In His dealing with sin, God could employ only righteousness and truth.
Satan could use what God could not--flattery and deceit. He had sought to
falsify the word of God, and had misrepresented His plan of government
before the angels, claiming that God was not just in laying laws and rules
upon the inhabitants of heaven; that in requiring submission and obedience
from His creatures, He was seeking merely the exaltation of Himself.
Therefore it must be demonstrated before the inhabitants of heaven, as
well as of all the worlds, that God's government was just, His law
perfect. Satan had made it appear that he himself was seeking to promote
the good of the universe. The true character of the usurper, and his real
object, must be understood by all. He must have time to manifest himself
by his wicked works.
The discord which his own course had caused in heaven, Satan charged upon
the law and government of God. All evil he declared to be the result of
the divine administration. He claimed that it was his own object to
improve upon the statutes of Jehovah. Therefore it was necessary that he
should demonstrate the nature of his claims, and show the working out of
his proposed changes in the divine law. His own work must condemn him.

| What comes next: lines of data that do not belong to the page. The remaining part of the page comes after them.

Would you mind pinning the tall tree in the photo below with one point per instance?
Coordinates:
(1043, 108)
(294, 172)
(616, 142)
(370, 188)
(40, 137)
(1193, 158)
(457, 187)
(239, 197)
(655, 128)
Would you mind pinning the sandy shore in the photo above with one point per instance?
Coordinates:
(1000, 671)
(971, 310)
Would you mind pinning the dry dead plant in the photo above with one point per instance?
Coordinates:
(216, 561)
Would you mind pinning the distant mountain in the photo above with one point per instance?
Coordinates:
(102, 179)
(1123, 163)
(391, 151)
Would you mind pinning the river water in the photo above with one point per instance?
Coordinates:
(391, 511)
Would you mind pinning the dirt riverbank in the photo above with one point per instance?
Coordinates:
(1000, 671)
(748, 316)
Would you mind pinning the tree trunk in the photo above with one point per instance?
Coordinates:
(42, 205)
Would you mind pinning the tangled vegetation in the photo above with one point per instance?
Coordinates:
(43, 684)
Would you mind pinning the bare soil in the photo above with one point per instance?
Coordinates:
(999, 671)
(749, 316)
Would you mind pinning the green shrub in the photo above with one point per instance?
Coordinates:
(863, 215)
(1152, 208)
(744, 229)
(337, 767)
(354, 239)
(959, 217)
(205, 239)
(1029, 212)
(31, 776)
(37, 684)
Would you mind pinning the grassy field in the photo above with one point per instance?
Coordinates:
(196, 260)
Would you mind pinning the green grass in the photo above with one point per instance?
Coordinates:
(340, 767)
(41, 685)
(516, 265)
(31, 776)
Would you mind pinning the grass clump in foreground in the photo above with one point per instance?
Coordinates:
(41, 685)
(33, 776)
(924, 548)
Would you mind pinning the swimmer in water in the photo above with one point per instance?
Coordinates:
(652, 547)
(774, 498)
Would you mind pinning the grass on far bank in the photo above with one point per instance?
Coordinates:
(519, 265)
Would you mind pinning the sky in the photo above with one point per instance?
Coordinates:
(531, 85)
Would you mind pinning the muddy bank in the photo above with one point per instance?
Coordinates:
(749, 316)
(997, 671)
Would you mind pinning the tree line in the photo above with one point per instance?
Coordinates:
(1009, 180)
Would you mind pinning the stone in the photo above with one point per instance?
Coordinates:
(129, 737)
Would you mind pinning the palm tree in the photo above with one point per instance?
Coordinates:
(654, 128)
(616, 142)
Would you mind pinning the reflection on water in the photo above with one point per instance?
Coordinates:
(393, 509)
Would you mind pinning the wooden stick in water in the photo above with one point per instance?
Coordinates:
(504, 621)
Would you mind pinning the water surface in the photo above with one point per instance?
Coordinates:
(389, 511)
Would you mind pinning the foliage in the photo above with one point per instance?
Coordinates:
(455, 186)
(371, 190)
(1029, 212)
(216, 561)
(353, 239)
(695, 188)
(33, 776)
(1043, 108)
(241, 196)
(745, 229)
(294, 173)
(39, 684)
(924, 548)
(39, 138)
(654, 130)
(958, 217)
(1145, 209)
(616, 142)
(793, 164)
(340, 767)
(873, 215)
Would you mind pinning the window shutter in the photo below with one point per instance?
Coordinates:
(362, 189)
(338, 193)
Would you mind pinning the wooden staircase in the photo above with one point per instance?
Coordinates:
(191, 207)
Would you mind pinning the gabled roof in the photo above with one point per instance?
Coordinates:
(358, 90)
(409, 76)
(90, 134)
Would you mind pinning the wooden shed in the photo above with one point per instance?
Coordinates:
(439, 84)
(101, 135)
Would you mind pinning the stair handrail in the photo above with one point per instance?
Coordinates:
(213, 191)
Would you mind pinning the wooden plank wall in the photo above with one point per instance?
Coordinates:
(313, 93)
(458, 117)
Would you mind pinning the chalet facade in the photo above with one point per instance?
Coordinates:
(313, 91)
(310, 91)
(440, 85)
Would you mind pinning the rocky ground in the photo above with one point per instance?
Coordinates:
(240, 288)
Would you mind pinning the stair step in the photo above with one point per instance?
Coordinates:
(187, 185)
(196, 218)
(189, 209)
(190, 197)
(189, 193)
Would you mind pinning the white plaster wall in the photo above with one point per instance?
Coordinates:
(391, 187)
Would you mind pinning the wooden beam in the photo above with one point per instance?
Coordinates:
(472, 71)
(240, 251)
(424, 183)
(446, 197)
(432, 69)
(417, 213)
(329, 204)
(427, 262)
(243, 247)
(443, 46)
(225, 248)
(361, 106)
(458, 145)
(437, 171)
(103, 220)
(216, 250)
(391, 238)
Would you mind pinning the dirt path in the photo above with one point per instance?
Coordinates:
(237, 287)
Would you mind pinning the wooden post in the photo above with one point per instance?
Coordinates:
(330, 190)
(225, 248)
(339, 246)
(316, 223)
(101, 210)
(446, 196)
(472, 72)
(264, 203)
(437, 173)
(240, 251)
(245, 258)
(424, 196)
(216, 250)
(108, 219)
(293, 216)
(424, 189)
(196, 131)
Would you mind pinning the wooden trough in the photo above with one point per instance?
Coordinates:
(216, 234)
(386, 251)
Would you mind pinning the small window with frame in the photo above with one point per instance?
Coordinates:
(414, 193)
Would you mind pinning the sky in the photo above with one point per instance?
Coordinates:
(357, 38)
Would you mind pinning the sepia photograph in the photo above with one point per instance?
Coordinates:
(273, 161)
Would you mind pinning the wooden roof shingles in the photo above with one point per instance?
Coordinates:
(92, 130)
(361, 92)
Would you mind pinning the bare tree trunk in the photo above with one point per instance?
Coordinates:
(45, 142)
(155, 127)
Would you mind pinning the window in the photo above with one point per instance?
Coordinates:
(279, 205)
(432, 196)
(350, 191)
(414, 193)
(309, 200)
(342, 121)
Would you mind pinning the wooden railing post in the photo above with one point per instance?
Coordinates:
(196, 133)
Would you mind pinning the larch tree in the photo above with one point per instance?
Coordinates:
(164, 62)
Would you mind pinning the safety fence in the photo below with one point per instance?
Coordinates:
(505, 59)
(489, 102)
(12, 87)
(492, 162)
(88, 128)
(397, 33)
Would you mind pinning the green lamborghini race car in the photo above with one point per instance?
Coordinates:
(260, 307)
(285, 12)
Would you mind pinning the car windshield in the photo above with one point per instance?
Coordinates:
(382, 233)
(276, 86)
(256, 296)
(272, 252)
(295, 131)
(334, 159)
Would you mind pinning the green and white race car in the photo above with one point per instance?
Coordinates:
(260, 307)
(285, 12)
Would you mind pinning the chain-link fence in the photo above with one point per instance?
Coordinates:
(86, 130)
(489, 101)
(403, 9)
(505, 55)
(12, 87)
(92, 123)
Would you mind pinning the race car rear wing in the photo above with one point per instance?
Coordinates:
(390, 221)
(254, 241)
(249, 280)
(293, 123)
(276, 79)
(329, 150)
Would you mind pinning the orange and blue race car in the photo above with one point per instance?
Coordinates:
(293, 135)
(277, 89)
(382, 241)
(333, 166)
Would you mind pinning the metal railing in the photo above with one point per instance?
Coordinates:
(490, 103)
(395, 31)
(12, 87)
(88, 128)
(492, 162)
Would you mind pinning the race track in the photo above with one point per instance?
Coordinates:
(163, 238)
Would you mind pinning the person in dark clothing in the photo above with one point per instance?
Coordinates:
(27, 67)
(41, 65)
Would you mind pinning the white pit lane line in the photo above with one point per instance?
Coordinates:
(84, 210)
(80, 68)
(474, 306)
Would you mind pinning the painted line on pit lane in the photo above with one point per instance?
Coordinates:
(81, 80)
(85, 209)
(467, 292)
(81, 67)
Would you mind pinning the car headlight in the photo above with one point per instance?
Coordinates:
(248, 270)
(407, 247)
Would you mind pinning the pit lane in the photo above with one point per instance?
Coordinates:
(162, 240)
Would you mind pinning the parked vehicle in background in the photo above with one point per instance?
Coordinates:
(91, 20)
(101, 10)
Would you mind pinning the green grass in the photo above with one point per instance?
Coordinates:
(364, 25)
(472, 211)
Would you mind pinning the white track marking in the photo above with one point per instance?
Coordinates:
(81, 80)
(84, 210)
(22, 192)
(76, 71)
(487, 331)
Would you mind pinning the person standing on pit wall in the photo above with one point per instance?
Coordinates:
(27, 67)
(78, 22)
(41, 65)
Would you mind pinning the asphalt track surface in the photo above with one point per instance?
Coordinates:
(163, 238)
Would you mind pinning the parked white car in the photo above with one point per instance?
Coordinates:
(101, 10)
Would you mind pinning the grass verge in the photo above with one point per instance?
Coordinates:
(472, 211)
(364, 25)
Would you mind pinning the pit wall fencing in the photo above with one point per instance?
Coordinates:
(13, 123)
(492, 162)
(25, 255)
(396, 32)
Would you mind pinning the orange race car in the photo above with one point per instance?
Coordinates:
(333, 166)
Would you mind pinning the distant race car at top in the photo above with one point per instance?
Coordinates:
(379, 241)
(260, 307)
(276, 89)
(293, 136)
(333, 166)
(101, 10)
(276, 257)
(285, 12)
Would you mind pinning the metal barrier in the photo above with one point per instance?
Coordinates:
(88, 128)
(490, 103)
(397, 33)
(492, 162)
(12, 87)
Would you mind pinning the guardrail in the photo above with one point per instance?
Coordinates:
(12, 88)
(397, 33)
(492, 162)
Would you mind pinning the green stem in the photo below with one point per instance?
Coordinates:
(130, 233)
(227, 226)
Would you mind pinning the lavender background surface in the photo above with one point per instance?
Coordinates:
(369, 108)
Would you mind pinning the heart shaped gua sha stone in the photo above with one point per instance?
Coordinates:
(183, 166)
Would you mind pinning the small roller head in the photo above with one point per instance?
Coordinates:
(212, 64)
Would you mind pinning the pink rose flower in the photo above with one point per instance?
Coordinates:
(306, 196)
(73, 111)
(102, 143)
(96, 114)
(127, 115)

Satan had claimed from the first that he was not in rebellion. The whole
universe must see the deceiver unmasked.
Even when it was decided that he could no longer remain in heaven,
Infinite Wisdom did not destroy Satan. Since the service of love can alone
be acceptable to God, the allegiance of His creatures must rest upon a
conviction of His justice and benevolence. The inhabitants of heaven and
of other worlds, being unprepared to comprehend the nature or consequences
of sin, could not then have seen the justice and mercy of God in the
destruction of Satan. Had he been immediately blotted from existence, they
would have served God from fear, rather than from love. The influence of
the deceiver would not have been fully destroyed, nor would the spirit of
rebellion have been utterly eradicated. Evil must be permitted to come to
maturity. For the good of the entire universe through ceaseless ages,
Satan must more fully develop his principles, that his charges against the
divine government might be seen in their true light by all created beings,
that the justice and mercy of God and the immutability of His law might
forever be placed beyond all question.